If you think bongo and conga drums are pretty much the same, you'd be right, but then again you'd also be wrong. Both are percussion instruments, both are indispensable to Latin American music and both are played primarily using a person's hands. But there are differences--some obvious and some more subtle.
Differences in Size
Bongos have drum heads that are typically 7 inches (smaller head) and 8 ½ inches (larger head) in diameter. Conga drum heads vary from 9 to 15 inches in diameter, depending on the size of the drum itself. Conga drums are about 30 inches (75 cm) tall, whereas bongos measure between 7 to 10 inches in height. Both types of drums usually have drumheads made from animal hides, often of buffalo or goat.
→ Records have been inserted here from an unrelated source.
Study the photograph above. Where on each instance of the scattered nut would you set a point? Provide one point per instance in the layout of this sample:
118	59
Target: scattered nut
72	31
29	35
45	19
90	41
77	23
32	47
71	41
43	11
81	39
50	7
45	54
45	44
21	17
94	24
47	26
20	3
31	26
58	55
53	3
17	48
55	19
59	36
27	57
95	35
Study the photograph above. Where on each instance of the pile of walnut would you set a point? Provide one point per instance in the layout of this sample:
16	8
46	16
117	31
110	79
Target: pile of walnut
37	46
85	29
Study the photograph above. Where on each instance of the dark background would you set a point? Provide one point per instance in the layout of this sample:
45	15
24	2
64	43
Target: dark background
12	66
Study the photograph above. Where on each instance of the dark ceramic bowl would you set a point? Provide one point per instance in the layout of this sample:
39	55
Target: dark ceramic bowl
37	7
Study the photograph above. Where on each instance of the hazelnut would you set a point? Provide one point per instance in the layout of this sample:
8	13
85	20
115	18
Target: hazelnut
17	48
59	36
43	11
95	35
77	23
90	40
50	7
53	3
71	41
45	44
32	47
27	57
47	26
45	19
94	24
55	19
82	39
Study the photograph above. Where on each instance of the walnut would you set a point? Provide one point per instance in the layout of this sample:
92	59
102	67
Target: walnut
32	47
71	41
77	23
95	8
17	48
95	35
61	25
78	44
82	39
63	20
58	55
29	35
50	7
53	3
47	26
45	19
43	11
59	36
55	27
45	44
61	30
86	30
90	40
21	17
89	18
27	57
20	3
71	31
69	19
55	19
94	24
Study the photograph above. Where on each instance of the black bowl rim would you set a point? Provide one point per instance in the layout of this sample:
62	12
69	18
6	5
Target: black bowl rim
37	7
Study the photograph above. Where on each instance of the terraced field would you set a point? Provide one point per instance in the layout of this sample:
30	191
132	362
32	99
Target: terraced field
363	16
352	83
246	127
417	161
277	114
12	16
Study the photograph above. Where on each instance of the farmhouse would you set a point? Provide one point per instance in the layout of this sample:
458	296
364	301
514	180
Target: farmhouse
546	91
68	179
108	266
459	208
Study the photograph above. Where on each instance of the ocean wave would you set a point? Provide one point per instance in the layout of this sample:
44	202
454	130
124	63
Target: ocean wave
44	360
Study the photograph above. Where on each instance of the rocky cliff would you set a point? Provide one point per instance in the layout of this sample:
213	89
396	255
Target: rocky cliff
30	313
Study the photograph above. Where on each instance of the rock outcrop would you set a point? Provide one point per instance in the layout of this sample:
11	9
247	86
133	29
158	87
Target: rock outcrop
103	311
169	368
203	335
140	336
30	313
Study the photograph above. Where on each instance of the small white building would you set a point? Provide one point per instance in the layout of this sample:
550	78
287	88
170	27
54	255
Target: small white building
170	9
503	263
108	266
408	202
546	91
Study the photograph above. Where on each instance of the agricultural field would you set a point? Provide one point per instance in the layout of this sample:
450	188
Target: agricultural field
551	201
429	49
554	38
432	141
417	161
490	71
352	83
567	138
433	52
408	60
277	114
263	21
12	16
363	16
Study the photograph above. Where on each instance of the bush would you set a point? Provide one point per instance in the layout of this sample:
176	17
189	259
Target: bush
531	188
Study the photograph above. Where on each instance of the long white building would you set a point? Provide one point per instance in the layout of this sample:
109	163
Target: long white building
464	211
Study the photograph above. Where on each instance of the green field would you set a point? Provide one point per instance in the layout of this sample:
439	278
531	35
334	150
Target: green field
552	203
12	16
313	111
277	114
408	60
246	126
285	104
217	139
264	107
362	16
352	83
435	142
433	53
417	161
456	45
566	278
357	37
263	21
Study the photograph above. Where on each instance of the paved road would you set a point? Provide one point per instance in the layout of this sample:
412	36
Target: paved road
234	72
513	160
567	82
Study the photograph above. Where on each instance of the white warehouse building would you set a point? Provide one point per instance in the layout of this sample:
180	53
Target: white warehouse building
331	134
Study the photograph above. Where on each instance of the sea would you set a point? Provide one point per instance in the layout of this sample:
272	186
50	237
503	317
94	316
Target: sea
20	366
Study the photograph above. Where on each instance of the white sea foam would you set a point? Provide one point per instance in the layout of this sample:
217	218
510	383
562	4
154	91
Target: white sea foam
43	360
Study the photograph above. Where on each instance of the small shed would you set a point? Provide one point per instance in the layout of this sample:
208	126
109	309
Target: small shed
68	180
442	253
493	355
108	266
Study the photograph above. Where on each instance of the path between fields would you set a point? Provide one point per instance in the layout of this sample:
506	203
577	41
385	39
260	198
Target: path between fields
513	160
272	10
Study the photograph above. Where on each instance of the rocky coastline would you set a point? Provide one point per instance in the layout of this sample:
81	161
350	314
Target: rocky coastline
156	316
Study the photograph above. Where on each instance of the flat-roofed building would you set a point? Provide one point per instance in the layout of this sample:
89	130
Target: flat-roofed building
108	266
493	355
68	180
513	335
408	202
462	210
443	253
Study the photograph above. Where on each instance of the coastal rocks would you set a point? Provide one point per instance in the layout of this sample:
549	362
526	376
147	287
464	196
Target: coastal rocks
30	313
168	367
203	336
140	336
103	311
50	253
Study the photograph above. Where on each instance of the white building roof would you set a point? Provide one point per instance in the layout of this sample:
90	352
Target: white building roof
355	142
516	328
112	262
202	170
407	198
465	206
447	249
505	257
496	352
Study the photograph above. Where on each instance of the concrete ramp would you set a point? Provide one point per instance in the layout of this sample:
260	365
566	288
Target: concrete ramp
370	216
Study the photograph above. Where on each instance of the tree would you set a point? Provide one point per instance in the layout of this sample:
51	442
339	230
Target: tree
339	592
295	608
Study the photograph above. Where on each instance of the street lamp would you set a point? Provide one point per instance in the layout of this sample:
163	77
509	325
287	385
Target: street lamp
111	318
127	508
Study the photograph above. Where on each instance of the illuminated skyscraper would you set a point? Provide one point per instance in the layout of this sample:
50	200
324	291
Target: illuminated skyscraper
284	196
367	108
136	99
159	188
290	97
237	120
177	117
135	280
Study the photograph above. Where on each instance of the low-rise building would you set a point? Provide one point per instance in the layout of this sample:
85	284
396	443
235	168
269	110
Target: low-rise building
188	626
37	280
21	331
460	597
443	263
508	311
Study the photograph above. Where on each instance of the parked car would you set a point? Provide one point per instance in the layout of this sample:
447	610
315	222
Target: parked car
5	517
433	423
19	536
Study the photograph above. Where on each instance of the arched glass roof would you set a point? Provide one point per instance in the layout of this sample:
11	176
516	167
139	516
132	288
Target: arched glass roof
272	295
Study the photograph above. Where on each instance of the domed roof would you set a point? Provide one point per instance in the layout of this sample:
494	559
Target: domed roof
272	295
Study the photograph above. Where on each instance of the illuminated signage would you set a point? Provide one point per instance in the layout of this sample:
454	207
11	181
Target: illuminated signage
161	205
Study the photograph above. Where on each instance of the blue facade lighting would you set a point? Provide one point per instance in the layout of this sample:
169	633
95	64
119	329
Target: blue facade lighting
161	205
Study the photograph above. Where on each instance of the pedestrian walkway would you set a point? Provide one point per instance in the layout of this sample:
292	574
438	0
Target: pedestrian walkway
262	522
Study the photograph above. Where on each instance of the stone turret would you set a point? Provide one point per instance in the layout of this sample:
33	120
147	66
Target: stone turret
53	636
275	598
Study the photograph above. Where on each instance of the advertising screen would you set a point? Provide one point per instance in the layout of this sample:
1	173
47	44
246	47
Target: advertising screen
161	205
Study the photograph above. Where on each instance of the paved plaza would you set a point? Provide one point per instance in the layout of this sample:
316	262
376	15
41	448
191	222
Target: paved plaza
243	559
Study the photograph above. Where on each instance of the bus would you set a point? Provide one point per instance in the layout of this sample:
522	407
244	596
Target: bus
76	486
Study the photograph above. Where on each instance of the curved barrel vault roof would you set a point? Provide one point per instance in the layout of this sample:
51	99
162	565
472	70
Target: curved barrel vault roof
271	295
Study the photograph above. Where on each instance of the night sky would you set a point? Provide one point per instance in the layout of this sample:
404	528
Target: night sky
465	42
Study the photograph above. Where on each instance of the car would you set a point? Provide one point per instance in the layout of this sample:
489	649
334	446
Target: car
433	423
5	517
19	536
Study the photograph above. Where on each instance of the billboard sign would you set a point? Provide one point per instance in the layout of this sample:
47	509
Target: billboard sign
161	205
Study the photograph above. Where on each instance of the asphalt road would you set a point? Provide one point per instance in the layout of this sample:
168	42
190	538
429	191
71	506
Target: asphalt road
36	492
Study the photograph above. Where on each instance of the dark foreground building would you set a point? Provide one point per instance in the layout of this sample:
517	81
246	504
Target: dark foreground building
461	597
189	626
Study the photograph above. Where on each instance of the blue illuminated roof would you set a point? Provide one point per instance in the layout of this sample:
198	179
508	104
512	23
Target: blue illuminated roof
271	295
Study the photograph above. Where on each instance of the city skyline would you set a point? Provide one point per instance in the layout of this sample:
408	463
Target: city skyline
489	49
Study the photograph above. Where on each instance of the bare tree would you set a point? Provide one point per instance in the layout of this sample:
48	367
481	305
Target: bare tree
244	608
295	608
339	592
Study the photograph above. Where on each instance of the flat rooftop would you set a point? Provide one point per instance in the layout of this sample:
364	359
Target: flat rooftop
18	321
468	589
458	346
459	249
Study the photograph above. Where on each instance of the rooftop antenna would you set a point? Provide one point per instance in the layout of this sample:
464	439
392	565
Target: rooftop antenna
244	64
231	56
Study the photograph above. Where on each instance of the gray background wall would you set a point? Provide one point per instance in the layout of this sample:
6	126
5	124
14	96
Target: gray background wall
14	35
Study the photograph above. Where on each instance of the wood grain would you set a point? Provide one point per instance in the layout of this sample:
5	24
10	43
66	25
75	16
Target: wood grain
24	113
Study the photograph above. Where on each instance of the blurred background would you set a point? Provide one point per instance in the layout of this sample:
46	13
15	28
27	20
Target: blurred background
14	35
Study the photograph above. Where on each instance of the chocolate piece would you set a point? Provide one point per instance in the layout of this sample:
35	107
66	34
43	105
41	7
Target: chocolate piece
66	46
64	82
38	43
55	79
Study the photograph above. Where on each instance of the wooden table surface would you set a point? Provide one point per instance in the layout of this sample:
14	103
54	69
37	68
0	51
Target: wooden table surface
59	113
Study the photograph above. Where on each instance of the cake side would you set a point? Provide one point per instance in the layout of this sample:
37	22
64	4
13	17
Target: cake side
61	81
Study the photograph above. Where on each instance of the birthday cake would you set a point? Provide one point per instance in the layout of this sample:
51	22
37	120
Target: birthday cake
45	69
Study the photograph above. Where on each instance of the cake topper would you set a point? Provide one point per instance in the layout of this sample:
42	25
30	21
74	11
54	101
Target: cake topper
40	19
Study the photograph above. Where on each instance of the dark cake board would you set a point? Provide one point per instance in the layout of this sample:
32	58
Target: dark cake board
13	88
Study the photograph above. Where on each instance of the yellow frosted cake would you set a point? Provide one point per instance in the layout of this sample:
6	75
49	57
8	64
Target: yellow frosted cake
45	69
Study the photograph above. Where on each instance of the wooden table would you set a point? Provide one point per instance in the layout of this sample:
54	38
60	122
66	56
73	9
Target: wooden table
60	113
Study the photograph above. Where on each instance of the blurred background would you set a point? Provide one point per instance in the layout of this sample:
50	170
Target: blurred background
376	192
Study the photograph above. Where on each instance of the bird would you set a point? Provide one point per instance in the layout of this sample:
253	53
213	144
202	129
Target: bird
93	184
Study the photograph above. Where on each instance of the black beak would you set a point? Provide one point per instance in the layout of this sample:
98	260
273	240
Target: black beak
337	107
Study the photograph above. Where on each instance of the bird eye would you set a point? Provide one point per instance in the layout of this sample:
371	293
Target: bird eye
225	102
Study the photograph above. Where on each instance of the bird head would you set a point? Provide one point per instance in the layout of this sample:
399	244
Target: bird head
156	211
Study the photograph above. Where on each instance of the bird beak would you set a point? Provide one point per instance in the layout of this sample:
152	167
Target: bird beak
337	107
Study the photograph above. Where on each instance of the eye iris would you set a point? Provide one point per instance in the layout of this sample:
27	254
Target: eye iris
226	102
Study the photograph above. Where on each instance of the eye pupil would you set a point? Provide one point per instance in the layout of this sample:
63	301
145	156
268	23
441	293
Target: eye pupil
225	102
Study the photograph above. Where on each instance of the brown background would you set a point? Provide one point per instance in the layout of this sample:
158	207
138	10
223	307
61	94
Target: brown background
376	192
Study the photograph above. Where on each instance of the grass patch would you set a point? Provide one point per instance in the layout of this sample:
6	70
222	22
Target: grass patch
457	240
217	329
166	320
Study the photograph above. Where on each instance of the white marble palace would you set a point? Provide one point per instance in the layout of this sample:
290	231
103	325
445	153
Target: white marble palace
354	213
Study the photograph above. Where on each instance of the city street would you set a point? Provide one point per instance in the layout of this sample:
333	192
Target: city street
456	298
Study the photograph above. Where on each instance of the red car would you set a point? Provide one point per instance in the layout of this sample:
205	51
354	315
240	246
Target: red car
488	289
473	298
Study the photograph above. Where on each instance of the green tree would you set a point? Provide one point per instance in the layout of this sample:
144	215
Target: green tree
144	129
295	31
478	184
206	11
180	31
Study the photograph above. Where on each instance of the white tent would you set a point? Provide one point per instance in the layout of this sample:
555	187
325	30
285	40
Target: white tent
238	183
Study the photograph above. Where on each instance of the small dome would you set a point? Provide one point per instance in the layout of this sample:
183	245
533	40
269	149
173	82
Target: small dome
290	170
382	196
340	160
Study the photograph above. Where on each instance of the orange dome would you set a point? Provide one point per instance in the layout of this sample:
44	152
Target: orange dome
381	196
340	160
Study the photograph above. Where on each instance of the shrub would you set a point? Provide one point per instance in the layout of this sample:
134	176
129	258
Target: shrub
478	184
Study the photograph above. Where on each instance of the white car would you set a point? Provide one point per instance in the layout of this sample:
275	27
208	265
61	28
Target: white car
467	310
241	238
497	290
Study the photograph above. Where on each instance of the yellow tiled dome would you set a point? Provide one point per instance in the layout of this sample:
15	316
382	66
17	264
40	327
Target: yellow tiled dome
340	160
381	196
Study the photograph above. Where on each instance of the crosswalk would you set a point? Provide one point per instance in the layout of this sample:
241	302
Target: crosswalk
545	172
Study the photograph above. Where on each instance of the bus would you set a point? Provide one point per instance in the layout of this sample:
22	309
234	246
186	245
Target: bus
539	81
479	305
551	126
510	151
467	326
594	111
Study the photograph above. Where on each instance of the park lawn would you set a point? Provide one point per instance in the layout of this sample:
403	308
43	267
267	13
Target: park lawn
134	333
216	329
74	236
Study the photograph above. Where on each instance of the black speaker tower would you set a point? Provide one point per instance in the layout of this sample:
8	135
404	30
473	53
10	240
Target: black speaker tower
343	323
While both congas and bongos are played with the fingers and palms, the resulting sounds differ, in that bongos produce a high-pitched percussive sound and congas produce a deeper bass sound, unless they are slapped, creating a flat, crisp beat.
Differences in Shape
Conga drums are easily identified by their tall, tapering shapes. The size of their "bellies" determines the amount of bass produced when the instruments are played. Bongos, on the other hand, are shorter and squat. The smaller bongo of the side-by-side pair is called the male or "macho"; the larger is the female or "hembra."
Conga drums probably came from Africa. Conga-like drums were used by the Congolese of the Congo, hence the name "conga." However, it was in Cuba that the conga drum began to be made using staves, instead of being hollowed from a single log. Bongos, too, came to South America and Cuba via the African slave trade, but bongo-like drums were also popular among the Moors of Morocco and Spain.
Names of Musicians
Someone who plays the conga drum is called a "conguero," whereas a person who plays the bongos is called a "bongosero."